Yeedu High Availability
Yeedu High Availability Introduction
High Availability (HA) is a cornerstone of Yeedu’s architecture, ensuring uninterrupted service, fault tolerance, and operational resilience. This document outlines how Yeedu leverages cloud-native infrastructure, Kubernetes orchestration, and service-level redundancy to deliver enterprise-grade HA across all core components.
Overview
Yeedu is designed from the ground up with high availability in mind. All cloud and internal components are structured to maintain service continuity, enable automatic recovery, and deliver optimal performance during peak loads or unexpected failures.
Recovery Objectives
Recovery Time Objective (RTO)
Yeedu’s services are engineered to achieve an RTO of < 5 minutes for core services. Most services are configured with auto-healing policies that restart or replace failed pods in 2 to 5 seconds, ensuring near-zero downtime.
Recovery Point Objective (RPO)
Yeedu targets an RPO of ≤ 10 seconds for critical data, thanks to its continuous log synchronization and frequent cache replication mechanisms.
Cloud Infrastructure Components
The foundational cloud infrastructure components that enable high availability for Yeedu services include:
Service | Description | HA Strategy |
---|---|---|
Postgres | Primary backend database | Uses 2 databases for high availability and failover. |
Object Storage | Persistent data lake for logs and jobs | Uses cloud-native HA object store. |
NFS | Shared file system across services | Mounted via HA-enabled network drives. |
Kubernetes | Cloud-hosted orchestration engine. All Yeedu services run on Kubernetes. | Built-in self-healing, auto-scaling, probing. |
Each of these components is set up in the cloud with high availability features enabled during resource provisioning.

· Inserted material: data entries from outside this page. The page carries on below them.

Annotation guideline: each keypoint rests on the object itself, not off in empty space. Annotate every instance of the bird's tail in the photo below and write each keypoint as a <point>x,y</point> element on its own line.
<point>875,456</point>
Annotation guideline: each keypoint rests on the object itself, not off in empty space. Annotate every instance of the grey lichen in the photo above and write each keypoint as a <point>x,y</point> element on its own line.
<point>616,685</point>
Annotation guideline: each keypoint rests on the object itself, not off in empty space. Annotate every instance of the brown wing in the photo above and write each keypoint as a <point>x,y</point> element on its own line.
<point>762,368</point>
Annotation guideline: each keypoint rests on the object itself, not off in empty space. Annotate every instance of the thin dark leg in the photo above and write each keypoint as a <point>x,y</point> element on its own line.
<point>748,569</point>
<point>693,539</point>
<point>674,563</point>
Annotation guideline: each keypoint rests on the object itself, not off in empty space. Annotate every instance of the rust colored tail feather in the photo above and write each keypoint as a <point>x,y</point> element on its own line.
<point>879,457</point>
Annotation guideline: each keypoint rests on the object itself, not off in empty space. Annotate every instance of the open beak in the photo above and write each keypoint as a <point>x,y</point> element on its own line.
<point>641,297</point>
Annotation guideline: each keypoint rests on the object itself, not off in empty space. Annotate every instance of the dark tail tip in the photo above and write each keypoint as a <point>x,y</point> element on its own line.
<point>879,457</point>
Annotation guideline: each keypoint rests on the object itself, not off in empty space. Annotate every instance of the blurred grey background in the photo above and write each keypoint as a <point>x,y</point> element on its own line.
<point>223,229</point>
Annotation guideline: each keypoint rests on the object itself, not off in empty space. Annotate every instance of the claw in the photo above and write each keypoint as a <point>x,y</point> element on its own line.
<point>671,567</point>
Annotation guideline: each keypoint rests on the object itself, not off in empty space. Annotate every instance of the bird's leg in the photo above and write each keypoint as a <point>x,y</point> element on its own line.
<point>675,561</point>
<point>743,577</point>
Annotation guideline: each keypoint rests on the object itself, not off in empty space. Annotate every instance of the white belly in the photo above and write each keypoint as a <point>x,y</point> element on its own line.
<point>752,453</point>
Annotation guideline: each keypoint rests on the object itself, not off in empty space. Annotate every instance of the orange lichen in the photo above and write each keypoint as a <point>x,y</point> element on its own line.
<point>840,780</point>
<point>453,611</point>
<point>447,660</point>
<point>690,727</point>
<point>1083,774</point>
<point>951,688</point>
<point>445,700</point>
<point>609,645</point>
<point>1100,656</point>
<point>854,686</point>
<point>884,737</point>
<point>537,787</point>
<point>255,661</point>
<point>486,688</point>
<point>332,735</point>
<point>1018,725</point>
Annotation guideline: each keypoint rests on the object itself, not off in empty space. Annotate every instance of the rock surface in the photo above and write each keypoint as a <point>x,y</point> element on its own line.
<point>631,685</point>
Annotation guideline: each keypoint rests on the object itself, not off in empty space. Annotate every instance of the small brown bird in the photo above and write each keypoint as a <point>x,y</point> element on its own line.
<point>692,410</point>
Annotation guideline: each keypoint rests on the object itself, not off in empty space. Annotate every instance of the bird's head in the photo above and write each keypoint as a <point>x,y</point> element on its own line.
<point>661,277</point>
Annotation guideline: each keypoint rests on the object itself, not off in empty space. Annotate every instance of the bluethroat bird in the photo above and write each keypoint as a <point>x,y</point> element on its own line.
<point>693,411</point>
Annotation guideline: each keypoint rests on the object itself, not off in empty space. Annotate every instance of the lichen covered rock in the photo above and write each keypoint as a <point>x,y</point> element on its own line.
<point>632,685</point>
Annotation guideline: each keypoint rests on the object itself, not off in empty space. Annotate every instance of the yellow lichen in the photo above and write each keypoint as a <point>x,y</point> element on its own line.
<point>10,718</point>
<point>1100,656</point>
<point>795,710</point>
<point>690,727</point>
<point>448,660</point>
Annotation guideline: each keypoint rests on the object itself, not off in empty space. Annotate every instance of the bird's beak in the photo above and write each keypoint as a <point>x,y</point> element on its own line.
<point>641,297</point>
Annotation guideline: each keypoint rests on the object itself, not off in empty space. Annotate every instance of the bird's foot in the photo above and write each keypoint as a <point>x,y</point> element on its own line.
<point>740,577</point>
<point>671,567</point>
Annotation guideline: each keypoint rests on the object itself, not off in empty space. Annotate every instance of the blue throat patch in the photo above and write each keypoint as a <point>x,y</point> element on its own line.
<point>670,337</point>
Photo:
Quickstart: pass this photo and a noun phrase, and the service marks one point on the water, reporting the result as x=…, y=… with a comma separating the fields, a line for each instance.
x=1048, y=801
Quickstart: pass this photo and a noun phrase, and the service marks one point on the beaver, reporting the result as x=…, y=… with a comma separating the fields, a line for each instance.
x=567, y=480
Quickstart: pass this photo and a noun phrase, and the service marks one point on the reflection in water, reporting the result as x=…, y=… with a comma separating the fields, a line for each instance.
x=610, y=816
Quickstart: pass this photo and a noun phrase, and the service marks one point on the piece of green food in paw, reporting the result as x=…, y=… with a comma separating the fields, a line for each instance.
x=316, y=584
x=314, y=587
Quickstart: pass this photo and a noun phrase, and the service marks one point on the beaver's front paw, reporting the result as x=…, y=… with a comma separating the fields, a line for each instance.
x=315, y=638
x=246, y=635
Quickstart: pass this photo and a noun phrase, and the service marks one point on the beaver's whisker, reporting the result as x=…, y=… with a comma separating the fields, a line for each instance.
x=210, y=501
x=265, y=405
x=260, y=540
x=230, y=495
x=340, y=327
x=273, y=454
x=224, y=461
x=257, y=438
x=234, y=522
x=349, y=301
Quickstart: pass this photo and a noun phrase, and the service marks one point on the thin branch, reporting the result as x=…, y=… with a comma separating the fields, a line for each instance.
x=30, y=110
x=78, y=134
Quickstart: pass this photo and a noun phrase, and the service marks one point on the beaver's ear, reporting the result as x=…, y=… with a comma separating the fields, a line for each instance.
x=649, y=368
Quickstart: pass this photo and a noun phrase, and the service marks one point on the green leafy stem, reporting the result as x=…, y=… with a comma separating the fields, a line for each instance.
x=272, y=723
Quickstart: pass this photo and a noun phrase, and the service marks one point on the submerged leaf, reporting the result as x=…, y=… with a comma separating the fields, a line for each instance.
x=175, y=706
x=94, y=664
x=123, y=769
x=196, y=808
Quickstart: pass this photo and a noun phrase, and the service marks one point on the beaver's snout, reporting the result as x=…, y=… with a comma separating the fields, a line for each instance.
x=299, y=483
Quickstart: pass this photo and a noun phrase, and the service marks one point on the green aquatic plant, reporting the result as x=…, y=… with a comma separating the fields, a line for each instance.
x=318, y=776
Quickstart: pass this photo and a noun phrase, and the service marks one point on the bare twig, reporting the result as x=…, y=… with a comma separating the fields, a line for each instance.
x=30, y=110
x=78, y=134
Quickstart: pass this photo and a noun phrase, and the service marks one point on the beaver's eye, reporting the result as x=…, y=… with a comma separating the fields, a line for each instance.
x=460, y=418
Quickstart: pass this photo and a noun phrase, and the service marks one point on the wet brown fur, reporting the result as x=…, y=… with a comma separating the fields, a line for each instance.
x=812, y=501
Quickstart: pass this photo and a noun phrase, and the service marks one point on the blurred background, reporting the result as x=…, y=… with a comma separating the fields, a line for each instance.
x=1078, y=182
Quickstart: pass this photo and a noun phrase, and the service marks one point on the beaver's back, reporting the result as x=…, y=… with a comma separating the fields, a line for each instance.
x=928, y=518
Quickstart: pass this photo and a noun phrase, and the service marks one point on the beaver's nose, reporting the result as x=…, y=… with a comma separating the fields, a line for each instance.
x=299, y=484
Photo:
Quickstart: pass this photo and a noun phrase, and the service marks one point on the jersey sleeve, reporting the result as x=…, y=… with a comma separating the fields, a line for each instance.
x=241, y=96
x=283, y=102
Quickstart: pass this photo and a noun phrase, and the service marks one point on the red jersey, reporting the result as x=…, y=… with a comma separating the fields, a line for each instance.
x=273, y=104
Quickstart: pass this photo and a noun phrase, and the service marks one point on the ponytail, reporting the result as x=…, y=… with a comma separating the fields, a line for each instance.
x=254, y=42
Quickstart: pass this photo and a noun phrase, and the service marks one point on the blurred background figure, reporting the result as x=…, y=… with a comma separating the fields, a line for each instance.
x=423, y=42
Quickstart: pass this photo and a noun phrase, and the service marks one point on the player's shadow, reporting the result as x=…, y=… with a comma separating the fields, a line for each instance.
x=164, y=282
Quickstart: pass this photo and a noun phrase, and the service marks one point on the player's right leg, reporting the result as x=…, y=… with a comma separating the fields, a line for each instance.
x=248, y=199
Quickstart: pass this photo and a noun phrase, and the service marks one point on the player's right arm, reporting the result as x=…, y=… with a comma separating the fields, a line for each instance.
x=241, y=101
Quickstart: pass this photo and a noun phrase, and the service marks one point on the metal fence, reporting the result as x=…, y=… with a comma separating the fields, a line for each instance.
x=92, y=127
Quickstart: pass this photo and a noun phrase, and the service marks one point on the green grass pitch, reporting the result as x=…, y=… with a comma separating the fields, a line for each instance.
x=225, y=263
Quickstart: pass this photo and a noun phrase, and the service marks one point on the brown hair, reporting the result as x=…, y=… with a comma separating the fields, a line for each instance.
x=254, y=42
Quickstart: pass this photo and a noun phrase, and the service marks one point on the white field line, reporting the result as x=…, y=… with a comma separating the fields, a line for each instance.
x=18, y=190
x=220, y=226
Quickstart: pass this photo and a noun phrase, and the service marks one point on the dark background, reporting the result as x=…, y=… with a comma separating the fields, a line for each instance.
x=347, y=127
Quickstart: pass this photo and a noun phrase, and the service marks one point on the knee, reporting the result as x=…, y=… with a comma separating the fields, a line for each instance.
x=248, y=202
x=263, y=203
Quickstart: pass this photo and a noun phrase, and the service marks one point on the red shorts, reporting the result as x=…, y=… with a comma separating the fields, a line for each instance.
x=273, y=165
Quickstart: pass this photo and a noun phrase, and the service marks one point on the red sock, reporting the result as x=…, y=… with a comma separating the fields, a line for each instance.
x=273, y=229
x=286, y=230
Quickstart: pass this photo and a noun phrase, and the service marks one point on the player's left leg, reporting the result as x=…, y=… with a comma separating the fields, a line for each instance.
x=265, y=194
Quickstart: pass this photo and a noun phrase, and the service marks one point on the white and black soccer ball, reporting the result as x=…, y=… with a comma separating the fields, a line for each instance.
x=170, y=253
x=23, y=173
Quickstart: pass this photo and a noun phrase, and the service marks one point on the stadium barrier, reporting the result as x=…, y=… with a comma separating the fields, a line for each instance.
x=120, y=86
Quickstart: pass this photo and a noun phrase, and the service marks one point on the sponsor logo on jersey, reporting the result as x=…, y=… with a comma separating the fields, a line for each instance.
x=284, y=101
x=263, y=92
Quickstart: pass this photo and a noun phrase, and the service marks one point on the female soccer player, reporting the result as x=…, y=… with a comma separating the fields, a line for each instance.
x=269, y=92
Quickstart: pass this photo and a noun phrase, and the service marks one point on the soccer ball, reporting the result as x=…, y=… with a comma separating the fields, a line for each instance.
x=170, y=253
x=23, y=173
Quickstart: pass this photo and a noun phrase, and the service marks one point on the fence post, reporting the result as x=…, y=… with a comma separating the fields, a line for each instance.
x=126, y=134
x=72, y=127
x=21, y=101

Core Yeedu Internal Services
Yeedu’s high availability and distributed architecture are powered by the following key internal service components:
1. Log Synchronizer
- Purpose: Synchronizes application and platform logs to Object Storage every 10 seconds.
- HA Mechanism:
- Kubernetes Liveness and Readiness probes ensure service health.
- On failure, a new replica is spun up within 2–5 seconds, minimizing downtime.
- Horizontal Pod Autoscaling (HPA) ensures scalability during load surges.
- Replicas: Min: 1, Max: 1
- Init Time (Approx.): 3–5 seconds
2. Yeedu Broker
- Purpose: Coordinates distributed state and message flow.
- Architecture: Based on Raft consensus protocol (leader-election model).
- HA Mechanism:
- Seamless failover from leader to follower nodes.
- Automatic node recovery via healing policies.
- Resilience behavior similar to Kafka under node failures.
3. Yeedu Cache
- Purpose: High-speed data access layer.
- Architecture: Master-replica distributed model.
- HA Mechanism:
- Data replication across a minimum of 3 replicas.
- Ensures redundancy and availability of in-memory state.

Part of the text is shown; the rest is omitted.